In Social Studies, they are studying the geology, climate zones and famous people of our home state, California. Thursday's lesson plan naturally included earthquakes.
"If you remember our last big earthquake in 1989..."
As soon as I said it, I realize that these little people didn't even exist yet.
I had to back track and explain what it was like when the earthquake happened. I told them how building I was working in seemed to bounce up and down for what seemed like a long time but was actually only a few seconds.
I looked out the 2nd floor window of my office to see people parked on the side of the street. They were walking around their cars looking for the flat tire or something they hit that made their car swerve so suddenly.
All the power was out and no telephones or radio stations were working. It took me 2hrs to drive home when the normal commute should have been 20mins. All the traffic lights were out and everyone was trying to get home.
They listened intently and asked many follow-up questions. It was an ideal topic for a homework assignment. I assigned the writing assignment to interview a parent for their recollections to share on Friday. Imagine my surprise when more than a few came back saying that their parents did not remember much of anything and instead asked a grandparent for the interview.
Since my own granddaughter is currently a 3rd grader, I should have realized how outdated anything before the new millennium actually is.
Thursday, September 13, 2012
The first week of school is usually the time for school principals to schedule individual teacher planning meetings. I am busy "roving" this week and next. Four days total at two different schools covering meetings for 8-9 teachers per day for 30mins each.

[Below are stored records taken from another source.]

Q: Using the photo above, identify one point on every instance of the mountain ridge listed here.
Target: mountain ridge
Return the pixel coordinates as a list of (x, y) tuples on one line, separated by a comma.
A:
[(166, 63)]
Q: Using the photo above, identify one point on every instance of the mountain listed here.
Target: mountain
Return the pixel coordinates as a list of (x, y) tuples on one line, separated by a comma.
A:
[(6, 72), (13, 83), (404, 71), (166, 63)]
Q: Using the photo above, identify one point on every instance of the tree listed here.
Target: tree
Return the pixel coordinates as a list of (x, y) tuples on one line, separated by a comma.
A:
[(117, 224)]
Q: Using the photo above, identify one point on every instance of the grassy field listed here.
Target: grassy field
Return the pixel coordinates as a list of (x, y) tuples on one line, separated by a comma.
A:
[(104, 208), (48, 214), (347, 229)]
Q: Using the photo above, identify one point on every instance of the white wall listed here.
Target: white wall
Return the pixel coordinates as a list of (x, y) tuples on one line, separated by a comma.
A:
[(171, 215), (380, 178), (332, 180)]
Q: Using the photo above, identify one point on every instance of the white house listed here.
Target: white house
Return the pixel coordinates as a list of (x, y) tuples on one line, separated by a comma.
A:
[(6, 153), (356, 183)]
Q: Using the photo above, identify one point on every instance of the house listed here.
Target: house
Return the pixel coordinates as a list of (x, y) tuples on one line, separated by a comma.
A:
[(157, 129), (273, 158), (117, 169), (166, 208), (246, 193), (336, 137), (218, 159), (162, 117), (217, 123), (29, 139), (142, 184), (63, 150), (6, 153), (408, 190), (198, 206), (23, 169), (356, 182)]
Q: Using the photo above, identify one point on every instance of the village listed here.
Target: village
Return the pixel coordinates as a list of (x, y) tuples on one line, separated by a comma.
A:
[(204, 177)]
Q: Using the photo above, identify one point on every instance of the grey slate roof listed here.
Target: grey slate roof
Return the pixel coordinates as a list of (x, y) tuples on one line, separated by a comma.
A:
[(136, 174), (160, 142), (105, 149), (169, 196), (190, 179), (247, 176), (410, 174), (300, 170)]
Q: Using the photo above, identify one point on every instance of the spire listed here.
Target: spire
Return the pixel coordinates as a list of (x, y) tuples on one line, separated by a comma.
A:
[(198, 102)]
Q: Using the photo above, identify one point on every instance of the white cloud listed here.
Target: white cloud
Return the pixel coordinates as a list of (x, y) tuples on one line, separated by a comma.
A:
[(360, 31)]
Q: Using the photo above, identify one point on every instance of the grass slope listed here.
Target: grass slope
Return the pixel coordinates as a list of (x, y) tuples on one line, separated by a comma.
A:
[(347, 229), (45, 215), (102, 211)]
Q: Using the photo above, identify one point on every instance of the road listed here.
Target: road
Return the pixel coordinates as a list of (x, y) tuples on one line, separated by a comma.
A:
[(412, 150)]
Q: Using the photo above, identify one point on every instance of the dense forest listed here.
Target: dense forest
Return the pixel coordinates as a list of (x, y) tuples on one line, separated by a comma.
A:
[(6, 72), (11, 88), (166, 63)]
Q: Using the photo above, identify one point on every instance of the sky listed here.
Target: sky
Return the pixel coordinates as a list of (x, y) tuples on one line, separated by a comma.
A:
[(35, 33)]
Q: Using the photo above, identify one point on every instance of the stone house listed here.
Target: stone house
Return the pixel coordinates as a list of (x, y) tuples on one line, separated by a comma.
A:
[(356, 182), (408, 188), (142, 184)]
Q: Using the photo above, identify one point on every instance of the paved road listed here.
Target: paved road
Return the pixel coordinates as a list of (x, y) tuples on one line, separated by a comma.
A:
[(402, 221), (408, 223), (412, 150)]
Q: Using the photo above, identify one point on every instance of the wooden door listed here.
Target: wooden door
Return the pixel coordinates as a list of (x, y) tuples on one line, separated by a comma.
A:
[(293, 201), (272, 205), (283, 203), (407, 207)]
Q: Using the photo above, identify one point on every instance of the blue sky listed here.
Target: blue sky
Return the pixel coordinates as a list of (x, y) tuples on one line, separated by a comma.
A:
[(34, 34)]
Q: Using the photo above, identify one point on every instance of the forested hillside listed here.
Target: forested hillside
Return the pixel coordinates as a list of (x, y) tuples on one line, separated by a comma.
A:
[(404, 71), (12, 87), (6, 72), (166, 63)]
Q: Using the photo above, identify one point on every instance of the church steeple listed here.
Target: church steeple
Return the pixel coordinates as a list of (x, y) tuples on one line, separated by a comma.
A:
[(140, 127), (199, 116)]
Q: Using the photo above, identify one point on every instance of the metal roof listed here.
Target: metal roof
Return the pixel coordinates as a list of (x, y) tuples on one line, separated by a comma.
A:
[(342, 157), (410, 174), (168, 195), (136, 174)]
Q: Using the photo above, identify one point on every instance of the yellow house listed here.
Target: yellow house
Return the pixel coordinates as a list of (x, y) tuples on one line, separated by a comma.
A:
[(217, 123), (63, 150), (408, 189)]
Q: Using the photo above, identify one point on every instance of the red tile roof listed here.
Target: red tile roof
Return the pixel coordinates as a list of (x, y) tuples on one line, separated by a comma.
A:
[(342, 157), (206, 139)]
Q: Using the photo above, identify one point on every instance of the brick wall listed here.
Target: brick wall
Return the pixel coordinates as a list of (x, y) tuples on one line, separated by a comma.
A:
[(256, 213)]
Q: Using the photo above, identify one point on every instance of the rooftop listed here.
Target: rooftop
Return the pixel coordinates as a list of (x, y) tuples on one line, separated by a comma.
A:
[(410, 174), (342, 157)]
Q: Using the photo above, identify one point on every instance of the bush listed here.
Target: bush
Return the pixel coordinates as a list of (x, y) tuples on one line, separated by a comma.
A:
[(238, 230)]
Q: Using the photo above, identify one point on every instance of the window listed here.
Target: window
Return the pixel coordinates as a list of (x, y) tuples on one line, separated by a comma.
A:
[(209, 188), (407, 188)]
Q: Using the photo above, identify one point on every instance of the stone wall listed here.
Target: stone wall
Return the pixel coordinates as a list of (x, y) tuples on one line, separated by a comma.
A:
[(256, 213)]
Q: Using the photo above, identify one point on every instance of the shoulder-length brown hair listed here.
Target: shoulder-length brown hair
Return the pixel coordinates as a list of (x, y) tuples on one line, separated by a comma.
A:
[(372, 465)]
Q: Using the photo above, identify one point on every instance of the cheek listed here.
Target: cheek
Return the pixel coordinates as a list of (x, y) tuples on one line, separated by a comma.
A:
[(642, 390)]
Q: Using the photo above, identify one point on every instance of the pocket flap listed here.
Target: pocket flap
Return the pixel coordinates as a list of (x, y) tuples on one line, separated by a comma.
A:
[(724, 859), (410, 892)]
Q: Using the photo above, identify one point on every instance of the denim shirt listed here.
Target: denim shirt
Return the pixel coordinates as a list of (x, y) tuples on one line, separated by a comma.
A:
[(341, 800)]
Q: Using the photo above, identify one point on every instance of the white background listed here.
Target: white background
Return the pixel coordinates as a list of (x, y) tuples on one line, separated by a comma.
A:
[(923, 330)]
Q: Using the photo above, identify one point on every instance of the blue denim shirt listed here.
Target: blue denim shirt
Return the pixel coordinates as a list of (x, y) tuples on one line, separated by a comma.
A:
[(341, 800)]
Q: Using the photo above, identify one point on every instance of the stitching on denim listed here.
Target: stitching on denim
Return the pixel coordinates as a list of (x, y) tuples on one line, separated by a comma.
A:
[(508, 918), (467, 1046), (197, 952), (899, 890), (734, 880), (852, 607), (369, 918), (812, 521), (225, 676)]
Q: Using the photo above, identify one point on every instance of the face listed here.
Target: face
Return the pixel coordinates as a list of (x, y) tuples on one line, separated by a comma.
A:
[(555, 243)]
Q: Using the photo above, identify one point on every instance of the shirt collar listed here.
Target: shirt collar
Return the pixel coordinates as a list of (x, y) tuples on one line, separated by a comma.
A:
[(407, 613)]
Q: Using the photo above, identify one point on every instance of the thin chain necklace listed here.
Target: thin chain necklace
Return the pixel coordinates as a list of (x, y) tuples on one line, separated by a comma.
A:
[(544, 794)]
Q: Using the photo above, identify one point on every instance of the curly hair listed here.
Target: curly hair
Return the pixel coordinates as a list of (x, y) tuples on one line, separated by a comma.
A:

Since the teachers do not know who will be covering for their meeting time, the usual "plan" is pretty much monitoring the class while the kids continue work on their current assignment, outside P.E, silent reading or some other individual class work.
When roving, I take only a hat, whistle, pen, pencil, and my Kindle. The heavy subbing bag stays in the car.
The meetings themselves rarely last the full 30mins and that sometimes allows me time for the short restroom break or time to read the next couple chapters of my current Kindle book.
A usual single class subbing assignment starts 30mins before the school bell and ends after the end of day report is complete and the kids are gone.
A roving day starts about 15mins after school bell and ends after the last meeting is complete which can be as much as 10-15mins early.
That extra bit of sleep in the morning and avoiding the parent traffic jam in the parking lot in the afternoon makes "roving" an AOK day.
Friday, September 07, 2012
Thursday, September 06, 2012
The first few weeks of a new school year are not usually a busy time for substitute teachers. The year 2012/13 is starting to appear as an unusual year.
I was able to pick up nine assignments in the first three weeks.
I was also able to pick up five future assignments sprinkled out for the rest of the month...so far. I even turned down one assignment because I had previously promised some quality time with my dentist.
In only these first nine classes, I have been amazed by:
- One 3rd grader who apparently grasps the concept of algebraic computation. ie: (3x4)+1=13
- At least one new 1st grader that knows the concept of negative numbers. ie: 8-9 = (-1)
- A 5th grader that cannot add 2-digit numbers yet as the concept of "carry" is just not there
- I had to break up a fistfight between two 4th grade boys the first week of school. Both slugging it out with shots to the face! Both claimed the other kid started it.
- Arriving for a 6th grade classroom assignment, I discovered that the teacher changed to teach 1st grade but did not update the subbing system to that effect. That explained the teeny- tiny chairs in the classroom and my temporary confusion.
Based on events so far, it promises to be a real interesting year.